Rules tells us what to aim for. But examples show how it’s done.
There’s something funny about how we try to teach or learn things. We often start with rules. But the truth is, that’s rarely how anyone actually learns anything meaningful.
Ever noticed how the stuff that really sticks with us doesn’t come from someone telling us what to do?
It comes from watching someone do it.
We pick up more by watching/listening/observing people than by being instructed. Rules sound good in theory, but when life actually happens, it’s the examples that guide us.
You don’t learn how to stay calm in an incident because someone told you, “Always stay calm”
You learned it when you’ve seen someone hold their ground, been calm in chaos. It maybe your parent, a friend or even maybe someone random who didn’t freak out when everything around them was falling apart.
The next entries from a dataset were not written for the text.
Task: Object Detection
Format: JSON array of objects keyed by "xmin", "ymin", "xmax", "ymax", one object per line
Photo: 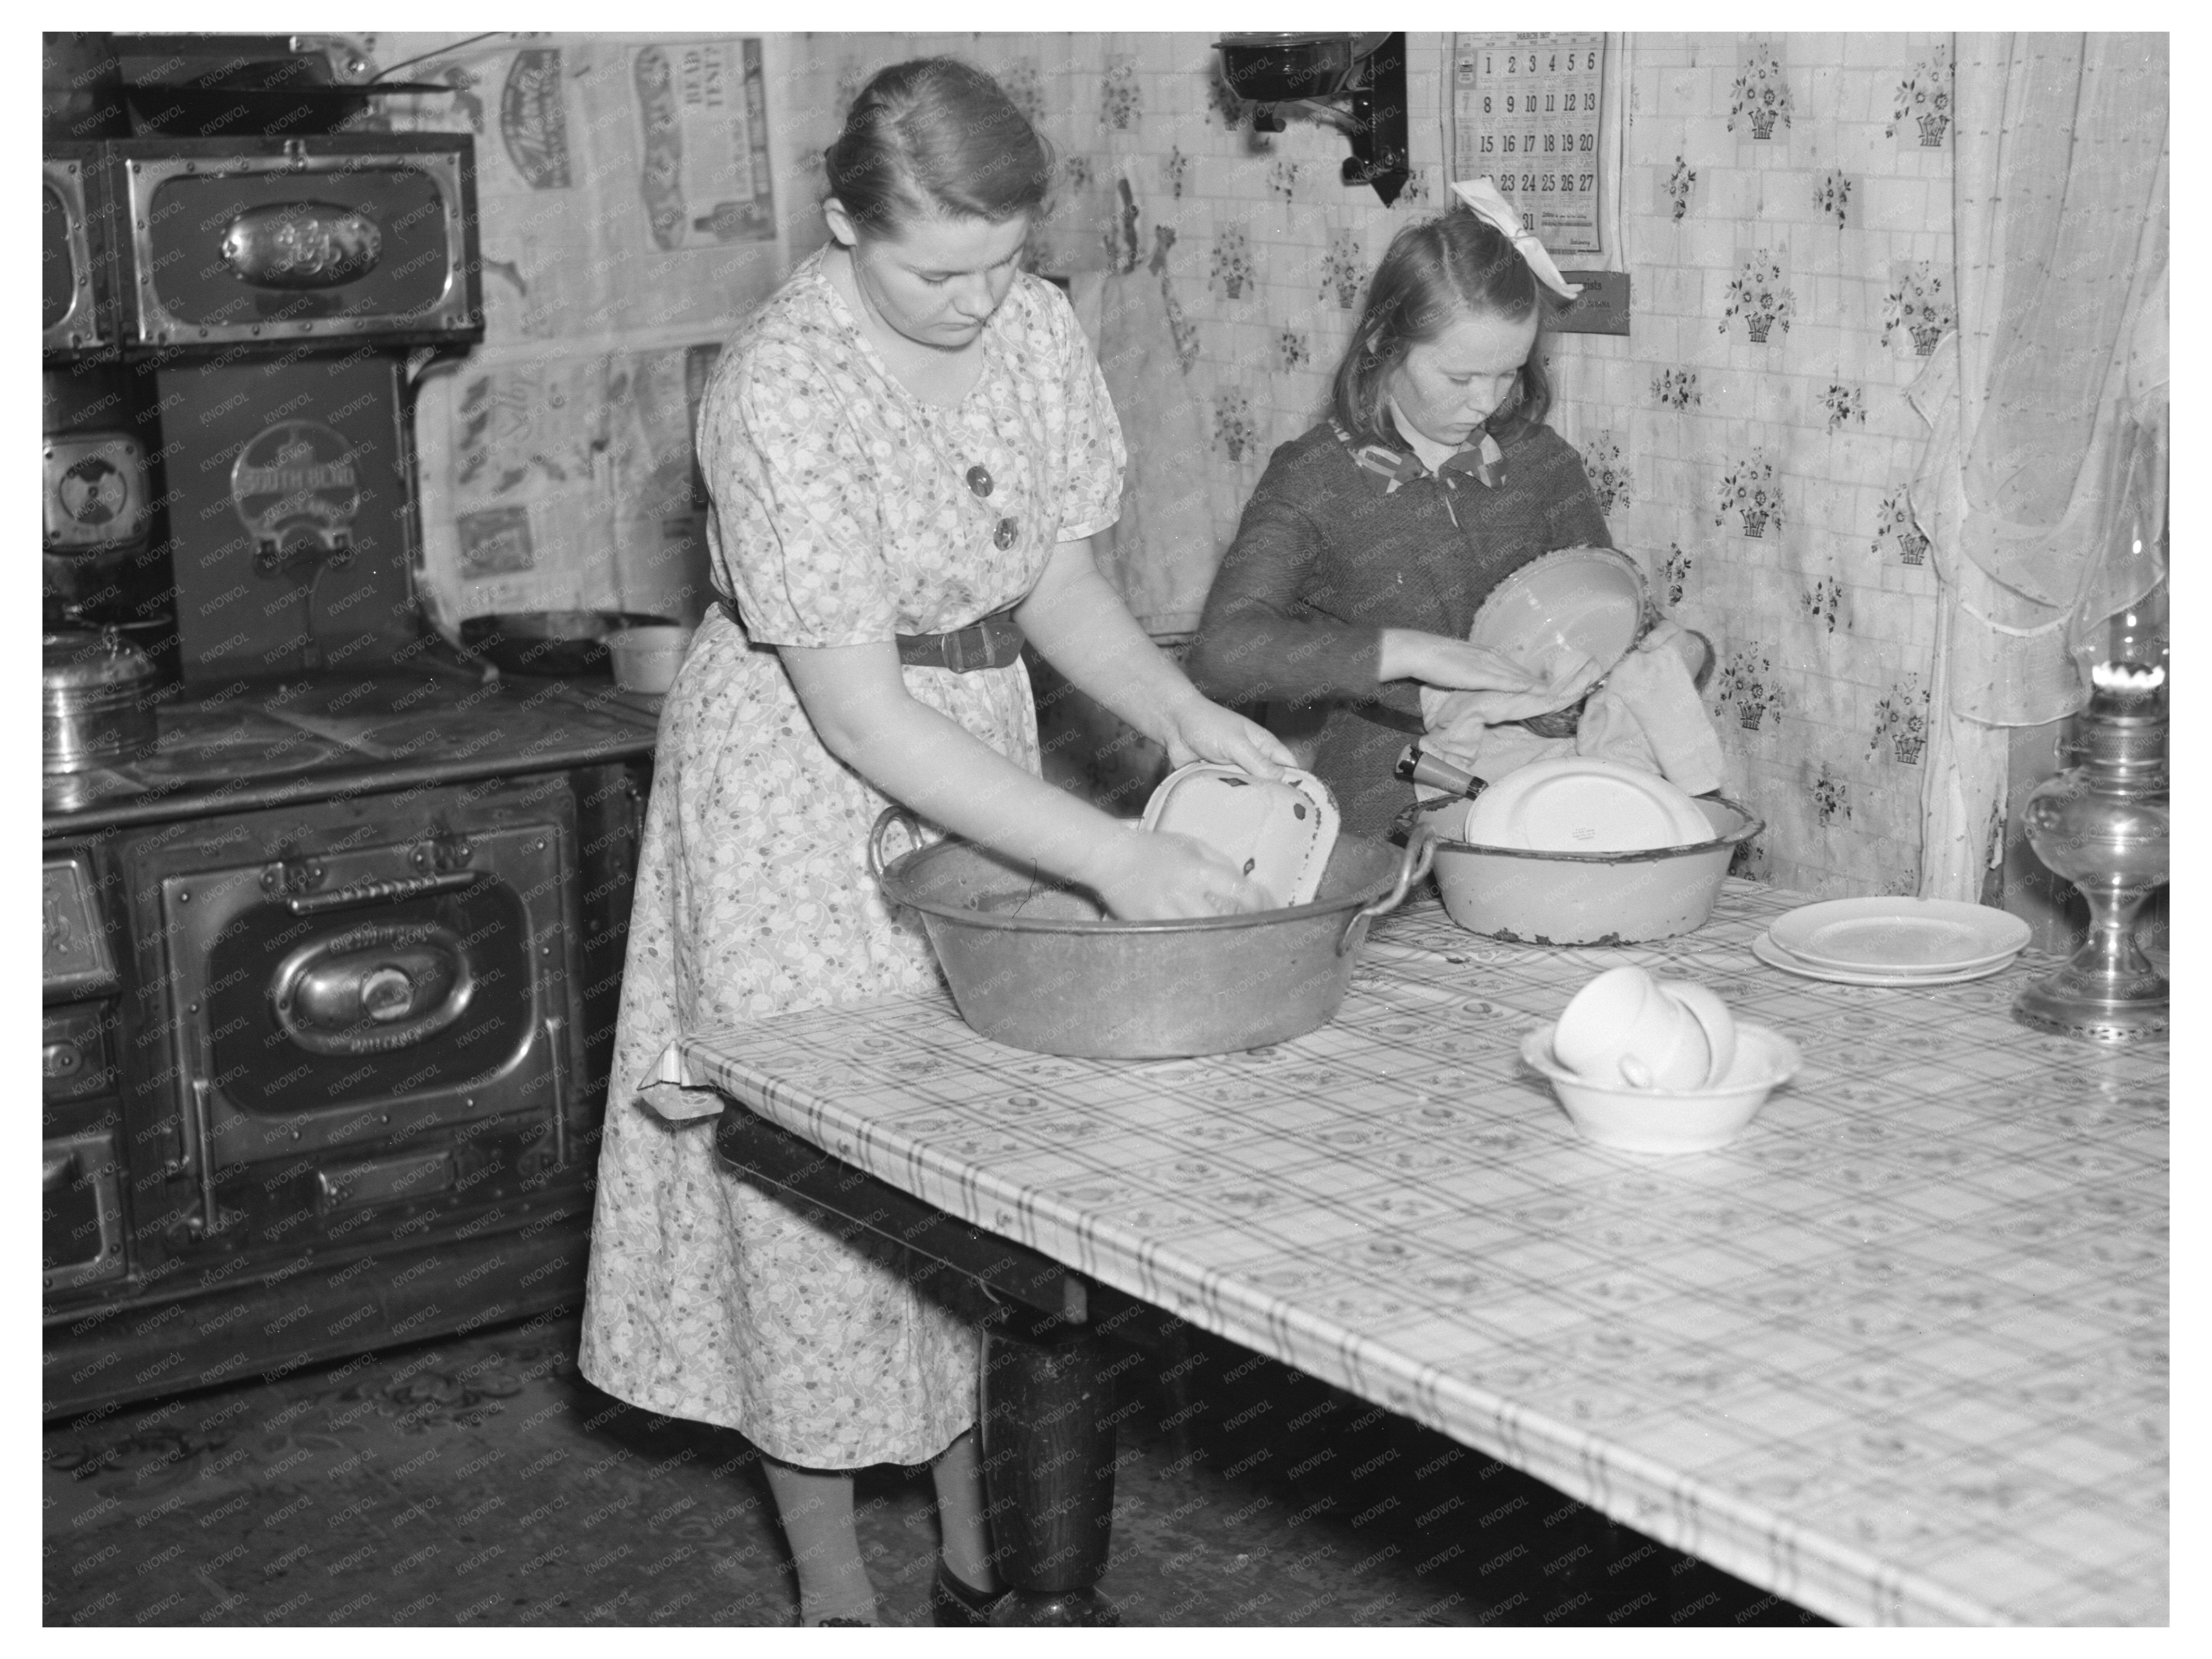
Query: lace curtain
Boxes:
[{"xmin": 1906, "ymin": 33, "xmax": 2169, "ymax": 899}]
And in that moment, something quietly clicked inside you, “Oh. Calm during fire-breakout? That’s possible.”
Even being a better person works the same way. I’ve never met someone who became kinder because they studied a rulebook on empathy, sorta.
Even in relationships, the best lessons don’t come from love advice or long lists of do’s and don’ts. They come from watching two people you admire. Observing how they speak to each other, how they argue without trying to win, how they show up. You can’t fake that. You genuinely can’t fake that. You feel it.
You can hang a hundred quotes on your wall about being kind. But one memory of someone who showed you kindness when you didn’t deserve it. That’s the thing. That shapes how you treat others for the rest of your life. It doesn’t really need a caption. No pun intended.
You can test this out with almost anything from health, relationships, leadership, engineering, etc.,
Rules feel clean. But examples are sticky. They’re how we learn what to do when things aren’t clean. When we’re tired, confused, unsure. In those moments, we don’t recall a rule. We recall someone. A moment. An example.
And sometimes, they show us what not to do, which is just as useful. We all have a list of cautionary stories in our heads about people who had bad habits, made bad decisions. They taught us, by example, what we never want to become. This list inlcudes “our past self” as well.
You teach kids how to act in a tough situation by becoming an example of how to act, not by giving them rules to follow.
And that’s what kids remember. Not from what we say, but from what we do. You can lecture them about honesty all day long at the lake, but if they see you lie when it’s convenient, that’s the lesson they’re taking home with them.
Rules are useful, sure. They give structure, but without examples, they are just words. They don’t move us.
And that’s what this whole post is. Not a rule about avoiding rules. Just an example of how I’ve been thinking about it.